Many performance metrics used for binary classification follow the same mechanics as the analysis above. This following is not an exhaustive list of performance metrics that can be readily translated into a biased coin scenario in which we wish to determine heads / (heads + tails).

  • Precision: true positive / (true positive + false positive)

  • Recall: true positive / (true positive + false negative)

  • Accuracy: correctly identified / (correctly identified + incorrectly identified)


ROC AUC is an extremely useful measure for binary classification. Like many other measures of performance for binary classification, it can be expressed as a proportion of outcomes. However, unlike other measures of performance, it does not make use of a threshold. This ultimately makes it a ranking metric, as it characterizes the degree to which positive instances are scored higher than negative instances. However, like other metrics, it can be expressed as an empirical measure of a proportion. Specifically, ROC AUC is the proportion of pairs of positive and negative examples such that the positive example is scored higher than the negative one. This can be expressed as

\[\frac{1}{NM}\sum\limits_{n,m}^{N,M} \mathrm{score}(\mathrm{Positive}_n) > \mathrm{score}(\mathrm{Negative}_m)\]
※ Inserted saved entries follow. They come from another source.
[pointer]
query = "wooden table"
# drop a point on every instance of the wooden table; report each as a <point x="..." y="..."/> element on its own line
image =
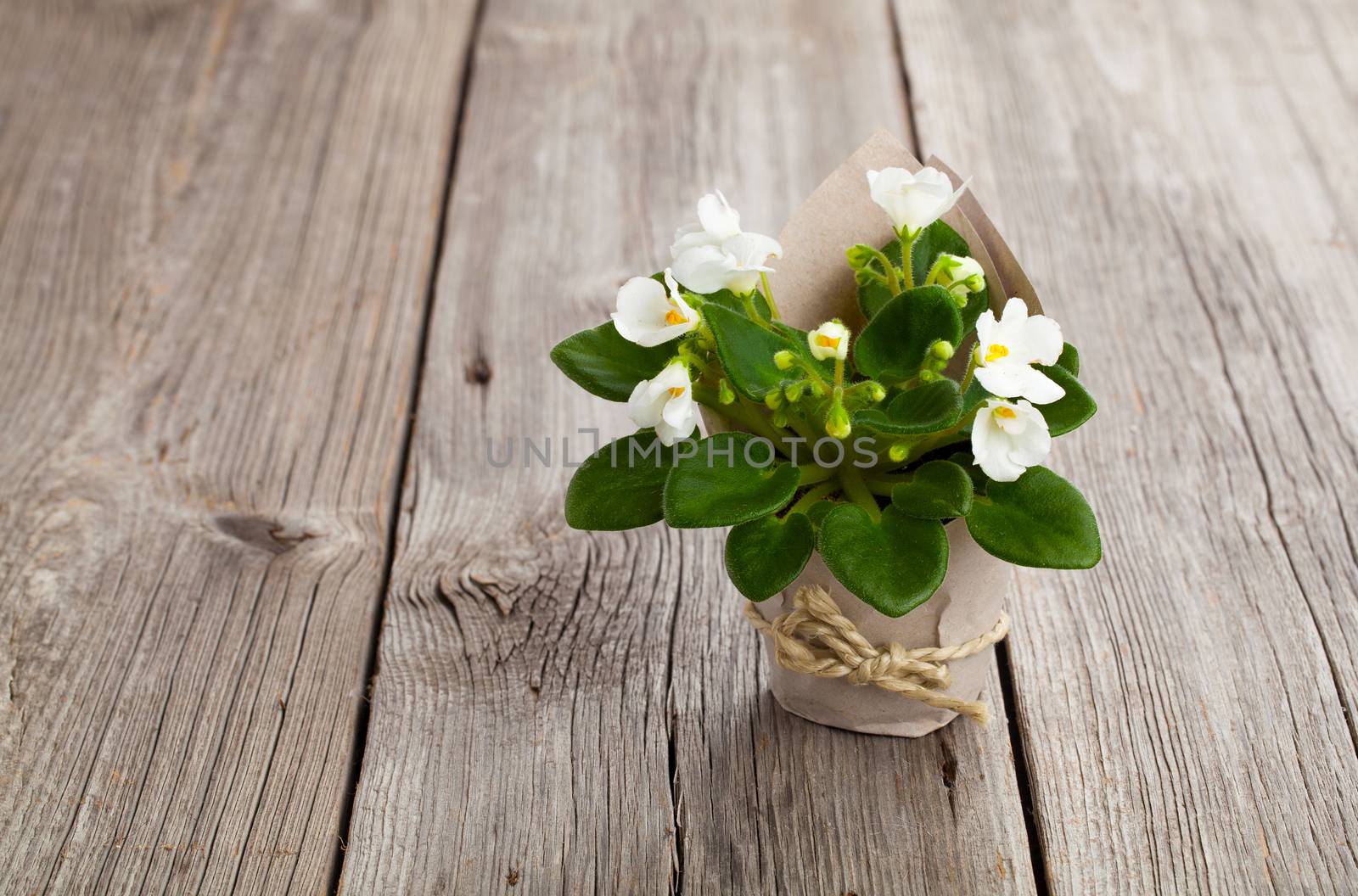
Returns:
<point x="272" y="273"/>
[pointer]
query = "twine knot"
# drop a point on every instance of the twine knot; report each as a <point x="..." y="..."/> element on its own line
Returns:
<point x="815" y="638"/>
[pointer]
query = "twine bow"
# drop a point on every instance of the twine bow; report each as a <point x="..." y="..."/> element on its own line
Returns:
<point x="818" y="640"/>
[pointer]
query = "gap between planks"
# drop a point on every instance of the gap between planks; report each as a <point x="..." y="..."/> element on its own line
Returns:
<point x="360" y="728"/>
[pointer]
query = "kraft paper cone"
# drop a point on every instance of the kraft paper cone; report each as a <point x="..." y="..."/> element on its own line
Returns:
<point x="814" y="284"/>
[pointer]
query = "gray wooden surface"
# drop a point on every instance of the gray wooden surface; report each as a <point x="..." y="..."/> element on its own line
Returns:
<point x="271" y="273"/>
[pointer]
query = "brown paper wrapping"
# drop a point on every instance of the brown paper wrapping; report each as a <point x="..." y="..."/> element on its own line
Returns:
<point x="814" y="284"/>
<point x="968" y="603"/>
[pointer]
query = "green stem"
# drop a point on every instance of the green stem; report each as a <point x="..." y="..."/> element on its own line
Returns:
<point x="906" y="265"/>
<point x="773" y="309"/>
<point x="893" y="282"/>
<point x="749" y="302"/>
<point x="857" y="490"/>
<point x="822" y="490"/>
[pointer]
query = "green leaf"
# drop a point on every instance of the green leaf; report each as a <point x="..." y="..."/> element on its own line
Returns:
<point x="1069" y="359"/>
<point x="1070" y="411"/>
<point x="925" y="409"/>
<point x="720" y="486"/>
<point x="893" y="565"/>
<point x="603" y="363"/>
<point x="621" y="486"/>
<point x="895" y="341"/>
<point x="940" y="490"/>
<point x="1038" y="520"/>
<point x="873" y="295"/>
<point x="746" y="350"/>
<point x="767" y="554"/>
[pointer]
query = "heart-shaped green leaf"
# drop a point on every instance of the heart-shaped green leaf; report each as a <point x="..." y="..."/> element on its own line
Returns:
<point x="898" y="337"/>
<point x="746" y="350"/>
<point x="621" y="486"/>
<point x="940" y="490"/>
<point x="939" y="238"/>
<point x="893" y="565"/>
<point x="728" y="481"/>
<point x="873" y="295"/>
<point x="925" y="409"/>
<point x="1038" y="520"/>
<point x="767" y="554"/>
<point x="604" y="364"/>
<point x="1069" y="359"/>
<point x="1070" y="411"/>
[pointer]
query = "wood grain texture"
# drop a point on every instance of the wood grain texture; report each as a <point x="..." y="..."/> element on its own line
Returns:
<point x="1178" y="180"/>
<point x="568" y="712"/>
<point x="216" y="235"/>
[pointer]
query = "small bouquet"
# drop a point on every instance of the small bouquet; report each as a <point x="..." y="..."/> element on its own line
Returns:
<point x="907" y="423"/>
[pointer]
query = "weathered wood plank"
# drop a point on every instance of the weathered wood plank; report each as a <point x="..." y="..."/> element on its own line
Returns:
<point x="1174" y="176"/>
<point x="540" y="689"/>
<point x="216" y="235"/>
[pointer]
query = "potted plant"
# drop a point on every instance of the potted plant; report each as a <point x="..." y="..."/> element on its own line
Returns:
<point x="878" y="429"/>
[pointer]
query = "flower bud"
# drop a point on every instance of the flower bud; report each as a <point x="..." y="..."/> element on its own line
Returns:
<point x="837" y="424"/>
<point x="860" y="255"/>
<point x="724" y="393"/>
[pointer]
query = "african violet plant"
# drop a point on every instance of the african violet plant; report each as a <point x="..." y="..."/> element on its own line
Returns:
<point x="859" y="445"/>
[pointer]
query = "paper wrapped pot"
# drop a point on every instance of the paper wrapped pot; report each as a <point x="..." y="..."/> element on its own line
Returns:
<point x="815" y="284"/>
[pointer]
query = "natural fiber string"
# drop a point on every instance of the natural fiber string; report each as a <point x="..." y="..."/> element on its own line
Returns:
<point x="818" y="640"/>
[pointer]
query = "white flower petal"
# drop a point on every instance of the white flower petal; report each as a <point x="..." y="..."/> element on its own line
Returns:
<point x="1042" y="339"/>
<point x="704" y="269"/>
<point x="985" y="329"/>
<point x="692" y="237"/>
<point x="717" y="217"/>
<point x="1005" y="380"/>
<point x="1038" y="387"/>
<point x="751" y="250"/>
<point x="645" y="407"/>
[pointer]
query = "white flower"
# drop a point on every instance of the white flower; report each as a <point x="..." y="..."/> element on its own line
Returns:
<point x="961" y="276"/>
<point x="665" y="402"/>
<point x="913" y="201"/>
<point x="1008" y="348"/>
<point x="716" y="223"/>
<point x="648" y="316"/>
<point x="828" y="341"/>
<point x="735" y="265"/>
<point x="715" y="255"/>
<point x="1009" y="438"/>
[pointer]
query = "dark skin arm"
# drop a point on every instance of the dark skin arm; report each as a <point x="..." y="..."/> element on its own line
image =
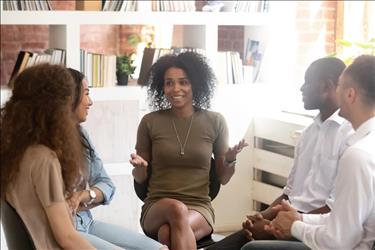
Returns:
<point x="270" y="213"/>
<point x="254" y="225"/>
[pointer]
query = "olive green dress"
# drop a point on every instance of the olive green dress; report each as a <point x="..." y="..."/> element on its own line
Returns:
<point x="182" y="177"/>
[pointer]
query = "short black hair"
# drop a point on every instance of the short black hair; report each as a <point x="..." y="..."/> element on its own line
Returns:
<point x="362" y="71"/>
<point x="328" y="68"/>
<point x="198" y="71"/>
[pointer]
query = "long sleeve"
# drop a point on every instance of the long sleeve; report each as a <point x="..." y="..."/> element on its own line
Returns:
<point x="343" y="228"/>
<point x="98" y="175"/>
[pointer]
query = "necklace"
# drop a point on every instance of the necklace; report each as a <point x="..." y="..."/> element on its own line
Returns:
<point x="182" y="147"/>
However, computing the area under the receiver operating characteristic is a more computationally efficient means of computing the same quantity. roc_auc_preprocess() will convert a positive and negative sample count to an associated count of correctly and incorrectly ranked pairs of positive and negative instances using the ROC AUC score. This pair of numbers can be used as arguments for prob_below() and credible_interval().